Lorne H Blackbourne and Stephen M Cohn
Limiting prophylactic antibiotic use in severe pancreatitis minimizes the development of resistance and superinfections in vulnerable hosts, and also avoids unnecessary costs. Nearly three decades ago in small, prospective, randomized trials (totaling 192 patients), the use of antibiotics for routine pancreatitis was shown to be of no apparent benefit [9–11]. At this juncture there is no definitive, level one, data supporting the use of intravenous antibiotics in the treatment of patients with severe pancreatitis, even in the setting of pancreatic necrosis.
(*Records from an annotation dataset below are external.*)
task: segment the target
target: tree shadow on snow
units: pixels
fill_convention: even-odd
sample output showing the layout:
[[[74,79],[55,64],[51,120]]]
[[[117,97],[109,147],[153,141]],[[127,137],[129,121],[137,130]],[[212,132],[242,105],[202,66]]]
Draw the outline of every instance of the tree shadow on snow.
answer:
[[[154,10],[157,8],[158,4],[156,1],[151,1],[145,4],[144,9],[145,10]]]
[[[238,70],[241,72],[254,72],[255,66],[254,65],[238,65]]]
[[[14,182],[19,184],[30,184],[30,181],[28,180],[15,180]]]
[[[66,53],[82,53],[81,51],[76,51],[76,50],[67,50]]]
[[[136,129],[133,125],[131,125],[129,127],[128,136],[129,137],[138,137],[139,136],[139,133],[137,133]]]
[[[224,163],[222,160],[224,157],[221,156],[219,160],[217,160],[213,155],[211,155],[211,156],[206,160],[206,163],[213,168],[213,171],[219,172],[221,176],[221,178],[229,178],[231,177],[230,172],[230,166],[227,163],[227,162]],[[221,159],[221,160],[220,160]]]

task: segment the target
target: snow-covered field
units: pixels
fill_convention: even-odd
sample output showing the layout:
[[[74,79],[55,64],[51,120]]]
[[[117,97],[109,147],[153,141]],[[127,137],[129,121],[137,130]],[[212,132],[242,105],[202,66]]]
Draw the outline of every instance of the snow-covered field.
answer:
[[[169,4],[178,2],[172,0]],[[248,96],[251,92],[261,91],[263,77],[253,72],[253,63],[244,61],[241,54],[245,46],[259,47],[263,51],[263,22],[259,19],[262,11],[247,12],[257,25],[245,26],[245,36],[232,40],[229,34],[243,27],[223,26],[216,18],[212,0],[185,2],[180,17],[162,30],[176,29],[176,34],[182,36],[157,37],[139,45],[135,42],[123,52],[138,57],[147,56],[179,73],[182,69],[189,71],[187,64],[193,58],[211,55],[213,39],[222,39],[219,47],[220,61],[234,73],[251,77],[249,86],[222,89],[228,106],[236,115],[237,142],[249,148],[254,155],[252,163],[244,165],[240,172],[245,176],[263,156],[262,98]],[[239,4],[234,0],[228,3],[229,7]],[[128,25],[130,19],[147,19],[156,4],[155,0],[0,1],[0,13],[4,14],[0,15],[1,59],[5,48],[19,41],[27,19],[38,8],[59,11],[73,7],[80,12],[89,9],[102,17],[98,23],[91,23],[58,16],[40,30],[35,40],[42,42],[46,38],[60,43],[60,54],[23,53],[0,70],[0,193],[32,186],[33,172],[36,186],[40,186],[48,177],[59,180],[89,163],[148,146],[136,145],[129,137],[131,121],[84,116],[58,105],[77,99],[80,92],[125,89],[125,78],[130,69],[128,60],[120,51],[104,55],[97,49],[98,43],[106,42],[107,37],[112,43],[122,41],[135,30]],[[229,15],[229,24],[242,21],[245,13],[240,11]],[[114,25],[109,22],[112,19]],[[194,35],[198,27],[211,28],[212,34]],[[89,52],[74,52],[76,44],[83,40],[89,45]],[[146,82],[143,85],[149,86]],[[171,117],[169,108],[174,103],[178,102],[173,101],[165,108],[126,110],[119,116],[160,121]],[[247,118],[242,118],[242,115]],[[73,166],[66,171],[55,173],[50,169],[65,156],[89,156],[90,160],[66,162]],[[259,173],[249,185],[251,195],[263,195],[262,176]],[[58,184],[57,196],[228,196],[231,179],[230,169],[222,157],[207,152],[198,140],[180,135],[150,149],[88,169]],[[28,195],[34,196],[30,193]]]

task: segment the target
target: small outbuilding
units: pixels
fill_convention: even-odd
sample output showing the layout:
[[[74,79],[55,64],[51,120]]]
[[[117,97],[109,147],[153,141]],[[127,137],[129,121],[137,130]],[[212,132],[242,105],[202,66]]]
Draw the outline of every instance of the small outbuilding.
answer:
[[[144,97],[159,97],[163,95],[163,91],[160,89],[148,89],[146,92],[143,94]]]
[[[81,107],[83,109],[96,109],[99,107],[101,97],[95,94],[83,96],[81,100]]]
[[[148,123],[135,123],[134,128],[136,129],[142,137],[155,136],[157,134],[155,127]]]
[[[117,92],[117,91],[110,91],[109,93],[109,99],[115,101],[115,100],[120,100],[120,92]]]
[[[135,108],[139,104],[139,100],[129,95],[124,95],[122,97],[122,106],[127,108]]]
The few prospective studies that exist investigating antibiotic use in severe pancreatitis have been nonblinded trials with small patient populations [1, 2].
Pederzoli and colleagues, in the most often quoted trial to support the routine use of antibiotics in pancreatitis, prospectively randomized 74 patients with severe necrotizing pancreatitis in a nonblinded fashion (secondary to either alcoholism or gallstones) to receive imipenem-cilastin or no antibiotics [1]. They found no significant differences in organ dysfunction or mortality (antibiotics, 29% and 7% versus no antibiotics, 39% and 12%; P = not significant) or mortality (antibiotics, 7% versus no antibiotics, 12%; P = not significant). The frequency of operation for debridement of pancreatic necrosis was also unaffected, but Pederzoli and colleagues did note that there was a decrease in the number of positive pancreatic cultures (percutaneously and intraoperatively).
Sainio and colleagues randomized 60 patients with alcoholic necrotizing pancreatitis to receive cefuroxime versus no antibiotic treatment in a nonblinded trial [2]. They reported a significant decrease in mortality in the patient group receiving antibiotics when compared with those not receiving antibiotics (3% versus 23%, P = 0.03). This study has been criticized because of its small size and because of the large percentage of patients (50%) who apparently succumbed from infections caused by Staphylococcus epidermidis (which were often associated with catheter sepsis).
Lutien and colleagues more recently used intravenous and enteral antibiotics (including amphotericin) to achieve decontamination of the gastrointestinal tract for the purpose of possibly decreasing bacterial inoculation of the necrotic pancreatic tissue via translocation [8]. One hundred and two patients were randomized to gut decontamination or to standard treatment. They reported a nonsignificant decrease in mortality (22% gut decontamination versus 35% controls, P = 0.19) in patients undergoing the antibiotic regimen. Other large trials utilizing gastrointestinal decontamination in groups of critically ill patients have failed to demonstrate a decrease in mortality or intensive care days. This extensive protocol, however, requires significant resource utilization and costs, and also carries a potential risk of the development of bacterial resistance.
While there is inconclusive data supporting the use of prophylactic antibiotics in the setting of severe pancreatitis, there is some evidence suggesting that misuse of antibiotics leads to devastating superinfections. Isenmann and colleagues have shown a significant increase in Candida infections in patients with pancreatic necrosis with prolonged exposure to antibiotics [12]. Among 92 patients with infected pancreatic necrosis, 22 had Candida infections and this subgroup had a major increase in mortality (64%) compared with those patients without Candida (19%, P < 0.01). Certainly, critically ill patients developing superinfections tend to be those with more severe disease, with longer antibiotic courses and with longer hospital stays.
We need to identify the subset of patients who are most likely to benefit from prophylactic antibiotics in the setting of severe pancreatitis. An adequately powered, randomized, double-blind, multicenter trial involving a suitable antibiotic regimen compared with placebo in a homogeneous group with severe pancreatitis is required. The primary endpoints should be clinically relevant, such as defined organ dysfunction, length of intensive care unit stay, and 30-day and 60-day mortality. Until such a study is completed, we cannot recommend routine prophylactic antibiotics in the setting of severe pancreatitis.